Rigore morale, schiena dritta, conoscenza profonda delle leggi e dei meccanismi istituzionali, rispetto dello Stato, una concezione del ruolo pubblico e istituzionale come una vera e propria vocazione che costringe al rispetto verso qualcosa di sacro: il bene comune, il corpo dei cittadini e delle norme che ne garantiscono un’esistenza libera e democratica. Tutto questo è Sergio Mattarella, il nuovo presidente di cui tutti i commentatori e cronisti hanno celebrato l’etica robusta, oltre che uno stile di vita sobrio e riservato come si adirebbe a un politico veramente consapevole della delicatezza del ruolo che ricopre e anche dell’onore rappresentato dall’essere chiamato a ricoprire cariche istituzionali.
Ed ecco, mentre vedevo le penne agitarsi in tanti elogi mi domandavo se quei commentatori e cronisti stessero minimamente provando i medesimi sentimenti che ho avvertito durante l’elezione di questo presidente: da un lato, certo, il sollievo di avere almeno una figura di calibro, specie rispetto alla grottesca girandola di nomi girata nei giorni precedenti; dall’altro, un infinito sconforto nel vedere come la Terza repubblica, per tenersi in piedi, abbia bisogno di riesumare un uomo, per quanto nobile, della prima. Come se, chiamata a scegliere chi dovrà guidarla per i prossimi sette anni, non avesse trovato dentro di sé nessuna personalità di quel rango.
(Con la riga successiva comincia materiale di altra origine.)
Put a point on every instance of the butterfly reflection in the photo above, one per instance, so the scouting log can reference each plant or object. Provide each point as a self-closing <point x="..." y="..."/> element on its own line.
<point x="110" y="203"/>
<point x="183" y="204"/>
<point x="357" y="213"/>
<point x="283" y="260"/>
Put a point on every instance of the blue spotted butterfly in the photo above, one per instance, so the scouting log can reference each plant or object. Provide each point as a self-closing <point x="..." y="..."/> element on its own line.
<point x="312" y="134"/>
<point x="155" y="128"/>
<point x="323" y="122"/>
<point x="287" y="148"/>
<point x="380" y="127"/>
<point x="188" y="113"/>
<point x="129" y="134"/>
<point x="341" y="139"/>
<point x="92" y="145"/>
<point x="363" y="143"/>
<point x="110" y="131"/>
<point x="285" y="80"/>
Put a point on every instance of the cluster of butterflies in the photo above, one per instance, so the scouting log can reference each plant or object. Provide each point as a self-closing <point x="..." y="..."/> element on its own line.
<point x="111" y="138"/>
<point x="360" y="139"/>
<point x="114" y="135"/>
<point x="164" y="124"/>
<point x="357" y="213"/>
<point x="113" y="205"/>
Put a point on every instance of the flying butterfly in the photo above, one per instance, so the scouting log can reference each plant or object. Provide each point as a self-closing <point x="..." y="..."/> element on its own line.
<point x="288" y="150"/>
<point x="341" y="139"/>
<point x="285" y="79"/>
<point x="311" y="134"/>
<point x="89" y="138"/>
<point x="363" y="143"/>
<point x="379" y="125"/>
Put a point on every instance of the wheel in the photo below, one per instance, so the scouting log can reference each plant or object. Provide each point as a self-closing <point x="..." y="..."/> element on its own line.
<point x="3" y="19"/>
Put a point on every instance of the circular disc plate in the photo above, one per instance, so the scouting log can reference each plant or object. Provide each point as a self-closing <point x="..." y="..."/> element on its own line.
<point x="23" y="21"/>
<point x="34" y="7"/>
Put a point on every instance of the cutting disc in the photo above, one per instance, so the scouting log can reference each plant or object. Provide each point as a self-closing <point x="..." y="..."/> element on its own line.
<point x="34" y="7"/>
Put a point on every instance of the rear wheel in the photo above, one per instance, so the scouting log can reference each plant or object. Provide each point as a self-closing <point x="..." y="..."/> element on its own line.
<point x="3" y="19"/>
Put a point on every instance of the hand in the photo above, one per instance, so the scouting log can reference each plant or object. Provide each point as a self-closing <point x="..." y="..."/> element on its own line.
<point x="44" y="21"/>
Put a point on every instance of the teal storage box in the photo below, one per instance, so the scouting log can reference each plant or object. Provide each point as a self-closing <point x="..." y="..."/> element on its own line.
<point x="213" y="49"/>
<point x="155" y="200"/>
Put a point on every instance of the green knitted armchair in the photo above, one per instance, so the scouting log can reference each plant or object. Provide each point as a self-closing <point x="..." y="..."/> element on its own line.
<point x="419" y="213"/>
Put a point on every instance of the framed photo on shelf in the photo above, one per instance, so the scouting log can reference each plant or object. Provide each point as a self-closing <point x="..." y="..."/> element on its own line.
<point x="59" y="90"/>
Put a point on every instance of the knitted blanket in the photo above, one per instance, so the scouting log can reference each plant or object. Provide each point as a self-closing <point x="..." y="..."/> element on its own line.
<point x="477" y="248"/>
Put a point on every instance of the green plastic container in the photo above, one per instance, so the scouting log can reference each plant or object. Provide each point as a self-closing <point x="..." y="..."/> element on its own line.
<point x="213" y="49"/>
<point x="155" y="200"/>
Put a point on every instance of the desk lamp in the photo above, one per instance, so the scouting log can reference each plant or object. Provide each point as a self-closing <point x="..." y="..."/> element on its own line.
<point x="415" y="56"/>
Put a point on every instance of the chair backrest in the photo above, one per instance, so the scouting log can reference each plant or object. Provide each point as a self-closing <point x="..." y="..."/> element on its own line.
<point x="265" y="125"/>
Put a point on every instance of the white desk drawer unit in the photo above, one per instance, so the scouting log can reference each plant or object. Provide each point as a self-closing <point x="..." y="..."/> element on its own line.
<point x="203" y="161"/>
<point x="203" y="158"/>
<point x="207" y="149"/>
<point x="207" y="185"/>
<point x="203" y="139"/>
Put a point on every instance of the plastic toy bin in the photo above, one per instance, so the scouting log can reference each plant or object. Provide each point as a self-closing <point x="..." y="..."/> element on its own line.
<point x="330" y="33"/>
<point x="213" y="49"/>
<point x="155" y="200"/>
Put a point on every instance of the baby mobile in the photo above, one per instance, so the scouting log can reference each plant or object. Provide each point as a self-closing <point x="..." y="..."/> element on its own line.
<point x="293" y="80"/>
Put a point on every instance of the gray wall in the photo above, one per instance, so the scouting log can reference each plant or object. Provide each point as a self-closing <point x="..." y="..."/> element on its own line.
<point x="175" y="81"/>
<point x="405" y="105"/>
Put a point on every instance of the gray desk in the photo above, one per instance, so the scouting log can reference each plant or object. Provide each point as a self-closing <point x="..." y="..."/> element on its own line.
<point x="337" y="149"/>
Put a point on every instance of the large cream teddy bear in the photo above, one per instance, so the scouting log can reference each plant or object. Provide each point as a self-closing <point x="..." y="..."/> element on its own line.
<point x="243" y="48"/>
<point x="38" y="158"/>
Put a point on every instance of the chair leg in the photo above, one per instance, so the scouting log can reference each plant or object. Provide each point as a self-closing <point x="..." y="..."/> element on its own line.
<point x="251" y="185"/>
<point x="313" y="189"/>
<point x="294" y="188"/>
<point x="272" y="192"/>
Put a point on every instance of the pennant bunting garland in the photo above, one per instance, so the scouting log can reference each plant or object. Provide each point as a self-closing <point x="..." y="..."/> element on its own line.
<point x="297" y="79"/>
E infatti a scorrerli tutti gli uomini della seconda repubblica, i Finocchiaro e i Veltroni, i D’Alema e Bersani, i Rutelli e i Casini. gli Schifani e i Letta, i Bossi, i Maroni, e via dicendo si intuisce che tra di loro ben difficilmente si sarebbe potuto trovare qualcuno – Prodi a parte, accuratamente messo da parte – veramente portatore di quelle qualità etiche che – in teoria – occorrerebbero a tutta la classe politica ma in particolare al Presidente della Repubblica: quell’amore verso il bene comune, soprattutto, quella capacità di mettere se stessi da parte, figuriamoci, per porsi davvero a servizio dello Stato, anche a costo di dover sacrificare la propria carriera politica, se necessario.
Non va meglio, ovviamente, con la Terza Repubblica, dove all’assenza di queste qualità etiche – è la Repubblica del narcisismo politico per antonomasia – si aggiungono un’inconsistenza e una fragilità politiche e umane che rendono le figure del renzismo di terza generazione e delle larghe intese – dai Franceschini agli Orlando, dalle Boschi alle Madia, dalle Bonafé agli Alfano – ancora più inimmaginabili, e non solo per un fatto di età, in un ruolo come quello del Presidente. Ciò che è sparito dall’orizzonte è lo spessore culturale, anzitutto, dato da una profonda conoscenza non solo delle leggi ma dei principi etici che le ispirano, e insieme lo spesso etico, la profondità morale, e insieme ancora – scusate se mi ripeto – la concezione delle istituzioni come qualcosa di sacro, da servire, onorare, con rispetto e amore.
E allora eccola, per forza, la Terza Repubblica in ginocchio dalla prima. Nel panorama di cartapesta della politica mediatica, quando si tratta di scegliere il ruolo di guida morale e politica della nazione bisogna tornare indietro. Ripescare un democristiano, aggrapparsi a lui con la disperazione di chi non saprebbe, viceversa, dove andare. Forse, non c’è poi così tanto da festeggiare.